Does it show separate in the earnings, or do you have to catch the popup when it happens?
Does it maybe show separately in the earnings for that delivery?


----------



## Alltel77 (Mar 3, 2019)

Rickos69 said:


> Great! That is the answer I was looking for.
> Does it show separate in the earnings, or do you have to catch the popup when it happens?
> Does it maybe show separately in the earnings for that delivery?


It just shows up in the earnings as a usual delivery with the additional amount included. I only knew because of the pop up but would've figured it out at the end of the delivery because I check after every drop off. I don't know why either added more on though because both had already tipped but I'll take it. I've only received two and both were in the same day.


----------



## JT_Rideshare (Oct 2, 2019)

Ms. Mercenary said:


> I got higher - sometimes substantially - higher tips on UE after delivery. Never a cash tip (nor do I want one).

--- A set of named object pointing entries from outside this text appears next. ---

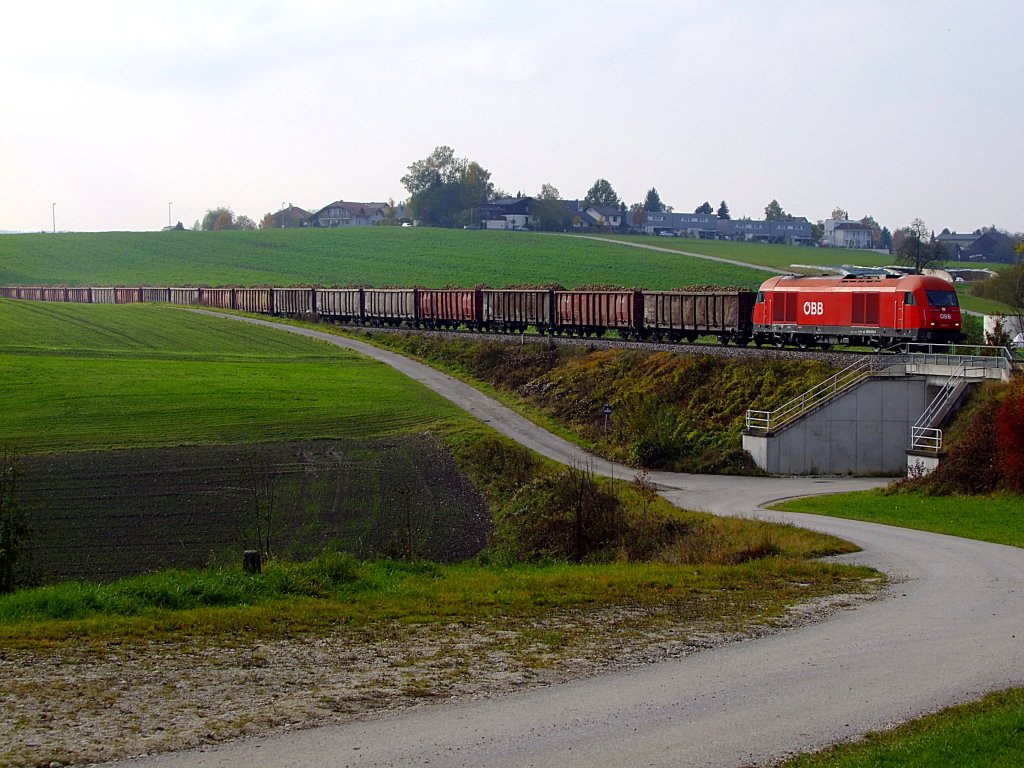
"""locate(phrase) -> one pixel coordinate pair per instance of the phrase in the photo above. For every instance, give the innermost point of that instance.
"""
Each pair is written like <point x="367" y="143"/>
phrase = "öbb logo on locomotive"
<point x="876" y="310"/>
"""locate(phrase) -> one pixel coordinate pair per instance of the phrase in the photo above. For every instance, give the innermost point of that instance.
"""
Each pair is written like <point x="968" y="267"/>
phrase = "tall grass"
<point x="92" y="377"/>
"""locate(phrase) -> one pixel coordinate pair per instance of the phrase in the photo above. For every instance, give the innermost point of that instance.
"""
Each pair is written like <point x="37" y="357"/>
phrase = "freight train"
<point x="786" y="310"/>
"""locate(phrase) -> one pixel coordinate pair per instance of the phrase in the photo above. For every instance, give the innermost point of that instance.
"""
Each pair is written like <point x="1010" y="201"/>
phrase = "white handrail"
<point x="770" y="421"/>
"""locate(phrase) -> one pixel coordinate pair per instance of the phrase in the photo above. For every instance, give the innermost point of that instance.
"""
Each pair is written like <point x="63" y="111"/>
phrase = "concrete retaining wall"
<point x="862" y="432"/>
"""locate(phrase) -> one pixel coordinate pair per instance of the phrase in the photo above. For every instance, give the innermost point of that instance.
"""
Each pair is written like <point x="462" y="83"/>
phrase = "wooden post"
<point x="252" y="562"/>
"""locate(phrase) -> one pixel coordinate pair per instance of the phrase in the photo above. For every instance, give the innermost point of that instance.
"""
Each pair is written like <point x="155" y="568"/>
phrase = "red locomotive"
<point x="879" y="310"/>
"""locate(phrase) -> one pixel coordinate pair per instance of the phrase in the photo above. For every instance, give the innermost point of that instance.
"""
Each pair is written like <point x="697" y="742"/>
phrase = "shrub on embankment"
<point x="670" y="411"/>
<point x="985" y="445"/>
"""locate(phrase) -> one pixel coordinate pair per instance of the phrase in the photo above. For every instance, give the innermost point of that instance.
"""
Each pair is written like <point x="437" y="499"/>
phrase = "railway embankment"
<point x="669" y="409"/>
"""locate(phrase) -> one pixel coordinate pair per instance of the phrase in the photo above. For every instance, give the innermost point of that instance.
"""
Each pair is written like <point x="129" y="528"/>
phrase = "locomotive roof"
<point x="855" y="282"/>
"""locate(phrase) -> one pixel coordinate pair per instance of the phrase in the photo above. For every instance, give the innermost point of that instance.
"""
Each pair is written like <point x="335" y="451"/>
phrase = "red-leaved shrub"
<point x="1010" y="437"/>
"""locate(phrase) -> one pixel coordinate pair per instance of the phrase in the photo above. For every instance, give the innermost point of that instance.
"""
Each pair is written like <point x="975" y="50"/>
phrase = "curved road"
<point x="949" y="628"/>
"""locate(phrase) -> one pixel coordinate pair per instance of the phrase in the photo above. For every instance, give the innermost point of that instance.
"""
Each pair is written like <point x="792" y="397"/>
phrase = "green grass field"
<point x="375" y="256"/>
<point x="981" y="733"/>
<point x="80" y="377"/>
<point x="998" y="519"/>
<point x="402" y="256"/>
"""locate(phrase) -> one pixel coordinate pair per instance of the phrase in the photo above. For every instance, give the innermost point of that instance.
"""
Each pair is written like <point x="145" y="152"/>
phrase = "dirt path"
<point x="950" y="628"/>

I would love cash tips. They're untraceable to the government/taxes. I tip my Lyft drivers cash when I can.


----------



## Grubhubflub (Jun 16, 2018)

It's definitely not worth trying to get an extra tip beyond what's already been offered. These customers think we're supposed to get all excited over three bucks! Not me.


----------



## jaxbeachrides (May 27, 2015)

JT_Rideshare said:


> I would love cash tips. They're untraceable to the government/taxes. I tip my Lyft drivers cash when I can.


I think strippers are the only ones left getting cash tips, except barbers maybe. It's either barber school, or pimp yourself out son.


----------



## Alltel77 (Mar 3, 2019)

jaxbeachrides said:


> I think strippers are the only ones left getting cash tips, except barbers maybe. It's either barber school, or pimp yourself out son.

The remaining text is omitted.